When I say I don't believe in it that means I don't celebrate it as in like dressing up and getting candy from strangers. I always handed out the candy just because kids have fun with it and I was asked to. If I had kids though they wouldn't be celebrating Halloween. I also don't believe in the whole tradition. 

And for whoever posted a link.. here's one for you..

http://home.computer.net/~cya/cy00061.html

It's the devils holiday and I worship God not the devil.


----------



## Bexx (Oct 27, 2005)

Quote:

   Originally Posted by *lovemichelle* 
_Because my mother has been making me do it since I was little. She has always worked midnights-8Am so I had to do it. I still do it for her, but try and give out all the candy as quickly as possible. I shouldn't even do it since I don't believe, but it's to make my mother happy and probably so evil kids don't egg our house and cars.



When I say I don't believe in it that means I don't celebrate it as in like dressing up and getting candy from strangers. I always handed out the candy just because kids have fun with it and I was asked to. If I had kids though they wouldn't be celebrating Halloween. I also don't believe in the whole tradition. 

And for whoever posted a link.. here's one for you..

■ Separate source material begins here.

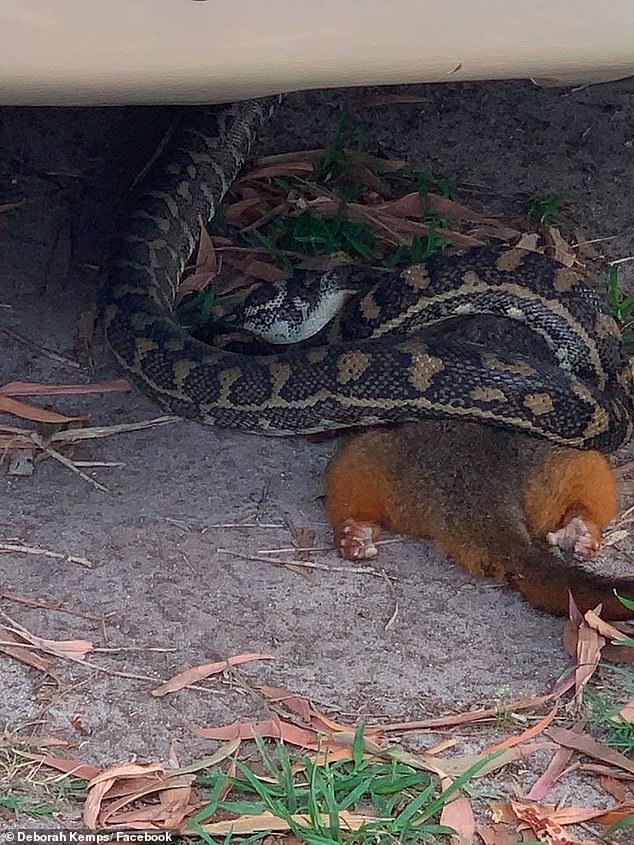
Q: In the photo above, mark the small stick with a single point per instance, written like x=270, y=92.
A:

http://home.computer.net/~cya/cy00061.html

It's the devils holiday and I worship God not the devil._

 
Ok, not to induce a "flaming" but, when you see a post that offends you or you have strong religious convictions for, when it is in a lighthearted conversation such as this, I reccommend just not saying anything at all. My response to the last sentance in you post is ....Keep your beliefs re: religion to yourself. It wasnt titled "the non-devil worshipers what r u wearing for halloween" thread! GOOOSSSHHHH!  THAT IS ALL!  peace out


----------



## lovemichelle (Oct 27, 2005)

All I did was answer the question. My bad. Someone posted a link trying to prove me wrong so I posted one back. No harm done so no need for you to get all huffy about it.


----------



## lovejam (Oct 27, 2005)

Unfortunately, I've got nowhere to go, and no ideas for a costume. However, my daughter is gonna wear her little pumpkin hat and an orange onesie.


----------



## singinmys0ng (Oct 28, 2005)

lovejam you have to post pics of ur little girl! i think its SO cute when little girls wear a pumpkin cosutume! 

anyways! im gonna be marylin monroe! im really excited..halloween is one of my fav. holidays ever :-D My family and I are having a big halloween party this sat so im also really excited about that as well. Hope everyone else has a Happy Halloween!


----------



## jasper17 (Oct 28, 2005)

Quote:

   Originally Posted by *Bexx* 
_Ok, not to induce a "flaming" but, when you see a post that offends you or you have strong religious convictions for, when it is in a lighthearted conversation such as this, I reccommend just not saying anything at all. My response to the last sentance in you post is ....Keep your beliefs re: religion to yourself. It wasnt titled "the non-devil worshipers what r u wearing for halloween" thread! GOOOSSSHHHH! THAT IS ALL! peace out_

 
Well said.


----------



## jasper17 (Oct 28, 2005)

For work, I'm dressing up as one our policy forms along with the rest of my unit because we're dorks like that.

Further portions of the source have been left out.